Bij gebouweigenaren is oude- en meer recente technische kennis over hun complex(en) terug te vinden in documentatie binnen archieven en/of computersystemen. De documentatie van een complex is vaak niet meer volledig omdat veelal stukken zijn verdwenen of onvoldoende zijn bijgehouden, waardoor niet altijd duidelijk is wat er achter een gevel- of dak afwerking aanwezig is en of dit strookt met de huidige aanwezige bouwinformatie.
Soms krijgen we met wat geluk bestektekeningen of werktekeningen toegestuurd en als het kan revisietekeningen met daarbij de bouwdetails (en een materiaalstaat met stempel definitief zou helemaal geweldig zijn). Omdat bestek- en werktekeningen sterk kunnen afwijken van de werkelijkheid (hoe er destijds ook echt gebouwd is), komen we in de praktijk tijdens gevel- en dakinspecties vaak voor verrassingen te staan en blijkt een detail of bouwmateriaal anders te zijn dan gearchiveerde bouw- informatie en/of documentatie.
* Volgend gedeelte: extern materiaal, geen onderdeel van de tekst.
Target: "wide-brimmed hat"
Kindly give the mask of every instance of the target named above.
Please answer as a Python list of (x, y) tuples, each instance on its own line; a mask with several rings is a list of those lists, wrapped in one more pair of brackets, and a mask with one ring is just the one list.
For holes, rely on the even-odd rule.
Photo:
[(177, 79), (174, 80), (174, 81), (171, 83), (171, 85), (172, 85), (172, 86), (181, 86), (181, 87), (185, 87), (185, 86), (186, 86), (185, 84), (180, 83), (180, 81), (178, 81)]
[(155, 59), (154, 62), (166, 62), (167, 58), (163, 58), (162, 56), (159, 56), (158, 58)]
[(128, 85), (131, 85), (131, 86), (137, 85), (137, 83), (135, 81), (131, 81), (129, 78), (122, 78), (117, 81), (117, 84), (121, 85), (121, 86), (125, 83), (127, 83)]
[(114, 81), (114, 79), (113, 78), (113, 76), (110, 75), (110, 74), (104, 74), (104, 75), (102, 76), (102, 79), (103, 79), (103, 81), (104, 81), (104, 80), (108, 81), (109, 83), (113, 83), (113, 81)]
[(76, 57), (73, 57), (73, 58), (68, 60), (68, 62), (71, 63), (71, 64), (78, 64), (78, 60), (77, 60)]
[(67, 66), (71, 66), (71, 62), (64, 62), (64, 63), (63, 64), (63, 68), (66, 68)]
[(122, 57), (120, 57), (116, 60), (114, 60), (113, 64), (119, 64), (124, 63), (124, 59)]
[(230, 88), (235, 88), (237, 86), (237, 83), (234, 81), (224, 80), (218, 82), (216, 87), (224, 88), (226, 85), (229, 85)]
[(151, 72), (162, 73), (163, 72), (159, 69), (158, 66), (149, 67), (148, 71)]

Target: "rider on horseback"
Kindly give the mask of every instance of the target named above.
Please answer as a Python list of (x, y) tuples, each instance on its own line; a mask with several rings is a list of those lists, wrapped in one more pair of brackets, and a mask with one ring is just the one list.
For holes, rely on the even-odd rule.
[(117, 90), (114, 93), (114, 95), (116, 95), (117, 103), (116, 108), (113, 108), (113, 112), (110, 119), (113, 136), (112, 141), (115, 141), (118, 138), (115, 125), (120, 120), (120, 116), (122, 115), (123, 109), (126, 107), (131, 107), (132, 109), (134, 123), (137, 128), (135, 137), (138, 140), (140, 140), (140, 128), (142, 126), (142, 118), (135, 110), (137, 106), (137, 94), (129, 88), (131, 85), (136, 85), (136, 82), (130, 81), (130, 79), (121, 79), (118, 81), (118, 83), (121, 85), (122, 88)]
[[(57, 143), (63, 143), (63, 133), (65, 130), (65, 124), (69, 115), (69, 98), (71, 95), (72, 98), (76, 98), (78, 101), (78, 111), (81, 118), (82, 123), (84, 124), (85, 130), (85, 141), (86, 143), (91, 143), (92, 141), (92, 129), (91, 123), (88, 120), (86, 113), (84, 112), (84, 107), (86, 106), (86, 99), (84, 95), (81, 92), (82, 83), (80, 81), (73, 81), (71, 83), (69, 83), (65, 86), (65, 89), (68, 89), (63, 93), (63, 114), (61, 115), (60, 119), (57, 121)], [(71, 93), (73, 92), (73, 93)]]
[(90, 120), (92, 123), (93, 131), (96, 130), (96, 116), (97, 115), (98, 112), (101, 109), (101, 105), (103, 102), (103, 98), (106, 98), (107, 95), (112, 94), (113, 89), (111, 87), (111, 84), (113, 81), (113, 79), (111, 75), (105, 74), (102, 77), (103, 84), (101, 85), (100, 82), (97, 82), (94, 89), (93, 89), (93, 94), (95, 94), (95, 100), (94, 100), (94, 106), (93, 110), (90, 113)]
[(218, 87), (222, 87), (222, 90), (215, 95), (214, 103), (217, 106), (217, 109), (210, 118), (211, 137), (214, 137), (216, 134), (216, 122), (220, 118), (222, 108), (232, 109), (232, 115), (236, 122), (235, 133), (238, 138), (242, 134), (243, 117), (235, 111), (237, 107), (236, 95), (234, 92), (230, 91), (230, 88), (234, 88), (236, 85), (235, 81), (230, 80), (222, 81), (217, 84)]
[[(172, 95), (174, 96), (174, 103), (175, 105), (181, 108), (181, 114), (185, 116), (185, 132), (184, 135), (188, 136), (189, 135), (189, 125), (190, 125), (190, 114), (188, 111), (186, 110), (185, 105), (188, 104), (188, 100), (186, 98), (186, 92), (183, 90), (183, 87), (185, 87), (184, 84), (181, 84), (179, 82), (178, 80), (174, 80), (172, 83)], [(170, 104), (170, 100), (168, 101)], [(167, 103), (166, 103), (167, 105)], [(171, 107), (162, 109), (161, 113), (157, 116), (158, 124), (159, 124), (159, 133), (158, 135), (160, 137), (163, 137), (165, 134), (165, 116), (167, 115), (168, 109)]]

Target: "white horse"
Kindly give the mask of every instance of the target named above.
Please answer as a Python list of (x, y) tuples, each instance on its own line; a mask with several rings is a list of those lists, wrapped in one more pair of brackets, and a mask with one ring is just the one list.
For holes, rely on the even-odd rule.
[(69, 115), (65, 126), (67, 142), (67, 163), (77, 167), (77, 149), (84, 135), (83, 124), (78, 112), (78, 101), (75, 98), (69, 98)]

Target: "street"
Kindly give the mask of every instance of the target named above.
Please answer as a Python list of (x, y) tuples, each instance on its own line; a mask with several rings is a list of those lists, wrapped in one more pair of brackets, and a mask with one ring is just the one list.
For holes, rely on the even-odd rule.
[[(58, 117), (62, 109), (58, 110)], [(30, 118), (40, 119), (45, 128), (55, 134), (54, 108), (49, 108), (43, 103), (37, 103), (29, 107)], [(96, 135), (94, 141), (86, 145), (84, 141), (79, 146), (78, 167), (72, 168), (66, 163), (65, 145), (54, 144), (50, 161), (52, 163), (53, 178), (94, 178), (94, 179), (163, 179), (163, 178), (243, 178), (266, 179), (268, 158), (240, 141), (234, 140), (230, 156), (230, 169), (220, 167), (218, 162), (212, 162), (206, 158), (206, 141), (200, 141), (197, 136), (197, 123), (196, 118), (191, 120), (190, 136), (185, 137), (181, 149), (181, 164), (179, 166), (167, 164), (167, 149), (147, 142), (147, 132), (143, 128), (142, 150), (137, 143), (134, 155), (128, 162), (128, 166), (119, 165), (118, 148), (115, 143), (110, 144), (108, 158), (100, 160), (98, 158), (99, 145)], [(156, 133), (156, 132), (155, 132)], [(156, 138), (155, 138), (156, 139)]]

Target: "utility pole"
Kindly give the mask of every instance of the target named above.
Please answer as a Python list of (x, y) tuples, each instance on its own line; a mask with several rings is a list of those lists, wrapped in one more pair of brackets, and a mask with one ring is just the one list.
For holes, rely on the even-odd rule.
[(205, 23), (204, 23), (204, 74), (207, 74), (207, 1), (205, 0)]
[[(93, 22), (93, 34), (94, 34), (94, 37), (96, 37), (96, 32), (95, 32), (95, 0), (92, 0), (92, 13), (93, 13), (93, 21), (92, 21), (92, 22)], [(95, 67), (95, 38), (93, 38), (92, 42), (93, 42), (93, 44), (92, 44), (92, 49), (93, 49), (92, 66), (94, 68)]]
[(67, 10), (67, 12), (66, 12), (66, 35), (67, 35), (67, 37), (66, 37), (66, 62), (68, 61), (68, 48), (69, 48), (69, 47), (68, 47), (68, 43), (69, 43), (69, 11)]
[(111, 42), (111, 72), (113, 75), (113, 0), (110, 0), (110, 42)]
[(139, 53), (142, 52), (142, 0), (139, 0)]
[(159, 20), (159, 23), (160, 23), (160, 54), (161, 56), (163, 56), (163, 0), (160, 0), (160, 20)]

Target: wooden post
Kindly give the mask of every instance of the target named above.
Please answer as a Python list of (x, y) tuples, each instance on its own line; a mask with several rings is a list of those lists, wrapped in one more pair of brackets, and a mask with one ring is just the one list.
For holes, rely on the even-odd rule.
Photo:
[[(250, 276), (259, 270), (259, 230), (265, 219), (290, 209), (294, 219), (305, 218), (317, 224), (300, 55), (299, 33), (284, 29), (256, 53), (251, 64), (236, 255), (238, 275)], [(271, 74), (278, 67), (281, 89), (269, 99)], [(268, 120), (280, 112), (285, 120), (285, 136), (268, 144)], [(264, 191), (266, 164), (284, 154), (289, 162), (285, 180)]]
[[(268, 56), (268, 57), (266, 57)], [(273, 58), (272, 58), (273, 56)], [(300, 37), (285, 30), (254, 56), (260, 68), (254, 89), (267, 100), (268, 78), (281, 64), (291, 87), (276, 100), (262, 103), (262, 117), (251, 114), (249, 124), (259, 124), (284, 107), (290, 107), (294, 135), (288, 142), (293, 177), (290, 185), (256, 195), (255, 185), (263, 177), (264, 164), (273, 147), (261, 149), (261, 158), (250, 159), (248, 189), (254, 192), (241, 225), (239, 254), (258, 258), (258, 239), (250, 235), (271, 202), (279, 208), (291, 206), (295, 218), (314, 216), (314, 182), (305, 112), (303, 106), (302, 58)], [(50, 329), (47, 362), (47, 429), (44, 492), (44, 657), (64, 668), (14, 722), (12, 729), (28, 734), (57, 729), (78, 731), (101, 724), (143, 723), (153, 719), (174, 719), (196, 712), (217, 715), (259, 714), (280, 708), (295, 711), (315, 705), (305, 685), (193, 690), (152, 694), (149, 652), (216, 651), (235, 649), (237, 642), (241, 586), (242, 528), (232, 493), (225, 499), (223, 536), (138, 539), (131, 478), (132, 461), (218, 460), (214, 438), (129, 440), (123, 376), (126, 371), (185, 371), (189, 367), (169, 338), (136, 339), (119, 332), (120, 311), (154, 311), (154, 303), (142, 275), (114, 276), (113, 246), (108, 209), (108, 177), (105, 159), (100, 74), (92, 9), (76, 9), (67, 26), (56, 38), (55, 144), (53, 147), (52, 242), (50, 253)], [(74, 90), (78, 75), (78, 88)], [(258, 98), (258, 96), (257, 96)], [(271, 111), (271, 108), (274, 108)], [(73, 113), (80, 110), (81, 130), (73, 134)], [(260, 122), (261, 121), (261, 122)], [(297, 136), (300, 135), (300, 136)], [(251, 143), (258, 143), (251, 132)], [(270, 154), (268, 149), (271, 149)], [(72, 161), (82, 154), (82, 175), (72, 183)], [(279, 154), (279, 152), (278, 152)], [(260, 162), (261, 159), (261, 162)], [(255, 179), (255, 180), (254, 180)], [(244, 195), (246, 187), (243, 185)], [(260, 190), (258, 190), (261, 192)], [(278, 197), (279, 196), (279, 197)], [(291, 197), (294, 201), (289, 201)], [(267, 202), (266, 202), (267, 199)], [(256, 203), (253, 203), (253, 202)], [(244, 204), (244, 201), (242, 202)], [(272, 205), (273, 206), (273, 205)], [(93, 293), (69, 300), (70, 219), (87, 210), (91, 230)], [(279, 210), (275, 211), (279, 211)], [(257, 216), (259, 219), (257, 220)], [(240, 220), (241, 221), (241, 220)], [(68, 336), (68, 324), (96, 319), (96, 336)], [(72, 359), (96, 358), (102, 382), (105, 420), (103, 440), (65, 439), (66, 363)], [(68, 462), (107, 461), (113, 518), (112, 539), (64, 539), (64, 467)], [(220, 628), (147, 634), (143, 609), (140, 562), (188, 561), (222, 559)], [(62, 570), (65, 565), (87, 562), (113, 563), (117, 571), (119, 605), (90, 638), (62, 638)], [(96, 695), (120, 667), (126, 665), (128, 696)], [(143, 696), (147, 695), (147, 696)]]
Met alle respect voor de bouwlieden in de decennia van de wederopbouw (na WW2) en met name de periode tussen 1970 en 1988, zien we dat een gebouwschil in werkelijkheid vaak afwijkt en/of anders qua doorsnede is uitgevoerd dan oude tekeningen en huidig uiterlijk ons hebben doen vermoeden. In de decennia van de wederopbouw werden woningen uit de grond gestampt met de kennis, de middelen en bouwmaterialen – waaronder asbest – die op dat moment voorradig waren. Na de ontdekking en toepassing van aardgas in Nederland (1959-1963) kwam er meer hoogbouw en qua snelheid ook meer prefab toepassingen bij. Om de snelheid van bouwen te optimaliseren qua gebouwschil, werd een tariefsysteem ingevoerd.

Tariefsysteem
Bij het behalen van een vastgestelde productie per bouwdiscipline per dag, ontvingen de bouwlieden een extra geldbeloning naast het netto loon. Het voordeel van een (rond het millennium 2000 afgeschaft) tariefsysteem is dat de productie gehaald werd binnen gestelde bouwtermijn. De nadelen (slordigheden) van het tariefsysteem blijken eveneens zoals:
- Spouw niet overal even breed en spouwvervuiling
- Details die niet kloppen en juist voor problemen zorgen zoals waterkeringen
- Onvoldoende spouwankers en/of onjuist geplaatst
- Onzorgvuldig isolatie of zelfs na-isolatie toegepast
- Gevolgschades door onvoldoende materialenkennis
- Makke gevelmetselwerk door onjuist gebruik (gemak) van toeslagmiddelen in de legmortel
- Bouwschuim – vilt – folie – en overige chemie of kunststof; onbekendheid met de juiste toepassingen
Een ander belangrijk nadeel van bouwen in Nederland tot circa 1980 was het gebrek aan voldoende kennis over toepassen van isolatie en thermische onderbreking in gebouwconstructies.
Tijdens gevel- en dakinspecties van wooncomplexen vanaf bouwjaar 2010, zien we dat de invloed van bouwtoezicht sterk achterwege is gebleven. In de periode vanaf 2010 trokken gemeenten zich terug met bouw- en woningtoezicht, werd er minder dagelijks toezicht door bouwopzichters uitgeoefend of kregen bouwopzichters meer projecten toebedeeld, waardoor onvoldoende aanwezigheid, aandacht en betrokkenheid ontstond. Zodoende kon de bouwopzichter onvoldoende ondersteuning bieden aan de uitvoerder en bouwplaats personeel.
De verantwoordelijkheid van bouwbedrijven en gebouweigenaren werd alsmaar groter en alle precaire zaken zoals eisen aan constructies, brandveiligheid en energetische duurzaamheid werden richting de aannemers verschoven. Dit zien we ook in het nieuwe kwaliteitsborging systeem.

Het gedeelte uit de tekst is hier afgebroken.